俺は超弩級の魔力を持つ優秀な召喚獣ということになっている。召喚したのは目の前でそっぽを向いているルークという人属の男で、人の世に呼ばれてかれこれ一年弱ほど経つだろうか。
俺は元々人に似た姿をしているが、普段は“クマのぬいぐるみ”なる姿に擬態していた。そのほうが召喚獣らしいということと、本来の姿のままでは魔力が強すぎるという理由もあるからだ。

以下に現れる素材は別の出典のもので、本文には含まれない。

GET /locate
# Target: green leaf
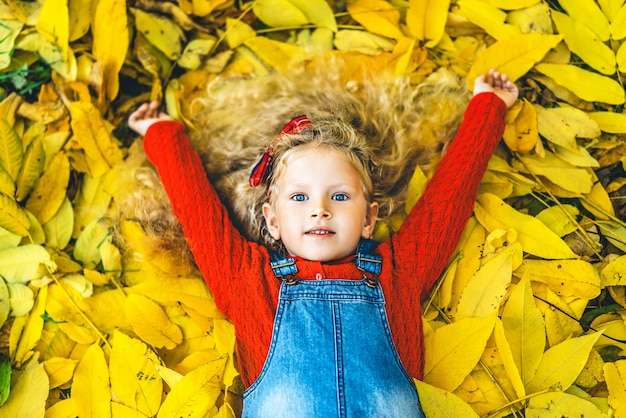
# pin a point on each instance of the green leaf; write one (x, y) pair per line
(11, 151)
(13, 217)
(87, 249)
(22, 264)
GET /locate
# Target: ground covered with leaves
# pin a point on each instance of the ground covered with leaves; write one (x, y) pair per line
(527, 320)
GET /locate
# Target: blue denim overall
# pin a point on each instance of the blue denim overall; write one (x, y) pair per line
(332, 354)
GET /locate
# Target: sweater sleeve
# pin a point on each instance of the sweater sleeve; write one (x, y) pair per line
(229, 263)
(431, 232)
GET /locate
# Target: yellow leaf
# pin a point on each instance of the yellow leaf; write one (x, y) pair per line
(62, 409)
(134, 380)
(11, 151)
(91, 391)
(377, 17)
(512, 4)
(91, 203)
(610, 121)
(28, 394)
(194, 53)
(24, 263)
(587, 85)
(521, 131)
(151, 323)
(110, 43)
(62, 60)
(483, 293)
(513, 56)
(506, 355)
(576, 278)
(7, 185)
(561, 404)
(533, 19)
(79, 18)
(317, 12)
(161, 32)
(427, 20)
(584, 43)
(276, 54)
(21, 299)
(59, 229)
(559, 219)
(54, 25)
(417, 185)
(599, 203)
(237, 32)
(589, 14)
(453, 350)
(13, 217)
(195, 393)
(224, 334)
(615, 375)
(561, 364)
(558, 319)
(32, 168)
(50, 190)
(491, 19)
(279, 13)
(87, 248)
(613, 273)
(535, 237)
(92, 135)
(59, 370)
(620, 57)
(31, 333)
(5, 304)
(364, 42)
(437, 402)
(471, 246)
(9, 30)
(618, 24)
(191, 292)
(559, 172)
(524, 330)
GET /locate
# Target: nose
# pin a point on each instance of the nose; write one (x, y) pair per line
(320, 210)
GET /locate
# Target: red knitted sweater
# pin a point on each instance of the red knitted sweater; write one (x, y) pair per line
(238, 271)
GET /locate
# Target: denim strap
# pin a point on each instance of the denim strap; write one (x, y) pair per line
(367, 260)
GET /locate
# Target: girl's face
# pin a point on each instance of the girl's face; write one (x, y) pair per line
(319, 210)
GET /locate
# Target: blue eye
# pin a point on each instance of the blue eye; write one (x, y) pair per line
(299, 197)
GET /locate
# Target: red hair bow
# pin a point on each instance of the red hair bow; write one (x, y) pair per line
(261, 170)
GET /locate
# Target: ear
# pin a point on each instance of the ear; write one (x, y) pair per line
(270, 221)
(370, 220)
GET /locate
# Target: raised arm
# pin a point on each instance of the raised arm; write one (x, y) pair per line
(432, 230)
(223, 256)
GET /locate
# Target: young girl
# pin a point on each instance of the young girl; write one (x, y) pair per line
(328, 322)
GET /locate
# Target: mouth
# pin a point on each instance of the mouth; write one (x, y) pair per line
(319, 232)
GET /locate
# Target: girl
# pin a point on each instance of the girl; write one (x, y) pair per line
(328, 322)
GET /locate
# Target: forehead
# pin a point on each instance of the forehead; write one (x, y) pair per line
(319, 162)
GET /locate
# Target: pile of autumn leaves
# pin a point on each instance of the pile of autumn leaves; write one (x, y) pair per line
(96, 328)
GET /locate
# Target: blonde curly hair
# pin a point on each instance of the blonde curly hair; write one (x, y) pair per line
(395, 125)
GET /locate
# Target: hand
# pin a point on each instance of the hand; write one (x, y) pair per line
(145, 115)
(497, 83)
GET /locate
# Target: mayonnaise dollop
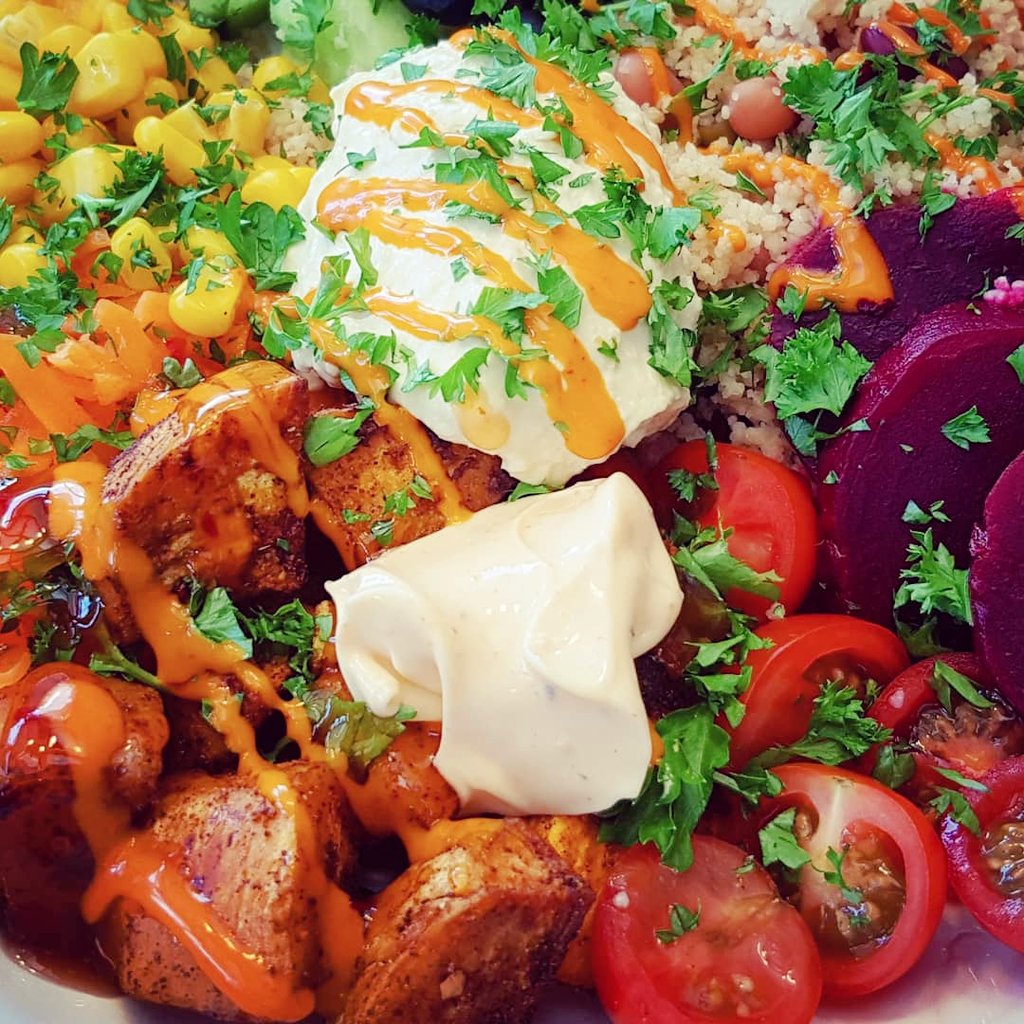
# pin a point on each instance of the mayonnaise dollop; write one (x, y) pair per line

そして、ぬいぐるみという仮の姿を提案したのはルークだった。
(あの姿が“クマのぬいぐるみ”だと知ったのは後になってからだったが)
おそらくあれはルークが好きな姿なのだろう。あの姿のときはこれでもかと愛でてくるのだから間違いない。とくに夜は終始抱きしめて寝るくらいだからよほどの好物と見受けられる。
(まさか、この俺を好物に仕立てるとはな)
そういう人の側にいるのも案外おもしろい。退屈しないのもいいところだが、俺の本来の姿はこちらだ。美しい褐色の肌に燃えるような赤い髪、それに黄金の瞳はどんな魔族や魔物よりも美しいと自負している。あんなずんぐりむっくりでモコモコした体につぶらな瞳などあまりに陳腐すぎだ。
「目を逸らすな」
「……だって、裸だし」
「それがどうした? どこから見ても惚れ惚れする肉体美だろう?」
「そんなの……嫌ってほど知ってるし」
最後のほうが小声で聞き取れなかった。
(これで一級召喚師というのだから、人の世はおもしろいことばかりだな)
戦闘中はすこぶる有能なくせに、それ以外だと途端に頼りなくなる。とくに俺が人型になっているときは顕著で、いまみたいにモゴモゴとはっきり話さないこともあった。
「まぁいい。それより俺は早く風呂に入りたい」
「お風呂?」
「泊まっている宿についていただろう? 地下から湧き出る熱い湯というのはなかなかいいものだ。あれに早く浸かりたい」
「リャンハンって温泉好きだったんだ……って、ちょっと待って!」
「なんだ?」
振り返ると目元を真っ赤にしたルークが俺を見ていた。
「そのまま街まで歩くつもり!? だ、駄目だよ!」
「うるさい奴だな。ぬいぐるみが歩くよりはましだろう」
「駄目だってば! 人は裸で外を出歩いたりしなんだから!」
慌てた様子でルークが腕を掴んだ。必死に押し留めようとしているようだが、俺にとっては生まれたての魔獣が纏わり付くようなものでしかない。それでも足を止めたのは、歩くよりも早く帰還する魔法を使うことにしたからだ。
(先に言えば文句を言うのだろうな)
それなら勝手に使えばいい。
「ほら、さっさと帰るぞ」
「え? って、ちょ……っと、リャンハン……!?」
ルークをひょいと小脇に抱えて力を解放した。目の前にぐにゃりと歪んだ空間が現れ、一歩踏み込めばすぐさま宿の部屋へと繋がる。いつもならぬいぐるみの姿で封じている力だが、本来の姿なら空間転移も俺にとっては大したことじゃなかった。
「ほら、ついだぞ」
「……っ、き、気持ち悪い……」
「相変わらず転移魔法酔いか。いい加減慣れたらどうなんだ?」
「そんなこと言われても、転移魔法なんて人は使えないんだからしょうがないんだって……うぇぇ……」
裸のまま歩くのは駄目だというから転移魔法を使ったというのに、またもや聞き慣れた文句を口にする。まったく、人というのは本当によくわからない。
(だが、それがいい)
脆弱な人ごときに召喚されるなど冗談じゃないと思っていたが、ルークは
(一番は血のように赤い瞳だが……いや、鳴き声も悪くないか)
少しでも気にくわなければ魂ごと食らうつもりだった。そもそも俺は召喚獣ではないのだから、おとなしく召喚され続ける言われもない。それでもルークの側に居続け、さらに戦闘行為まで担っているのはルーク自身を気に入っているからだ。
(全身舐め回すくらいは気に入っているからな)
きめ細かな舌触りを思い出したからか、口の中がじゅわりと濡れる。
「よし、おまえも風呂に入れ」
「え!? ちょっと、なんで僕の手を掴むのさ!?」
「一緒に入るからに決まっているだろう?」
「僕、いま酔ってて気持ち悪いって言ったよね!?」
「だから俺が直々に洗ってやると言っているんだ。俺もおまえも綺麗になれば一緒に寝られる」
「ぼ、僕が寝たいのはぬいぐるみのリャンハンであって、人型のリャンハンじゃな……って、だから服を脱がさないでってば!」
「うるさいぞ。少し静かにしていろ」
「リャン……っ、んん~……っ!」
わめき散らす口を塞ぎながら服を脱がし、下着も全部剥ぎ取った。こうしてしまえば湯に浸かる頃にはおとなしくなっているはずだ。
(今日もよい食べ頃だな)
まだ湯に浸かっていないというのに、すでに白い肌が赤く色づいている。にやりと笑った俺に、ルークの顔がますます真っ赤になった。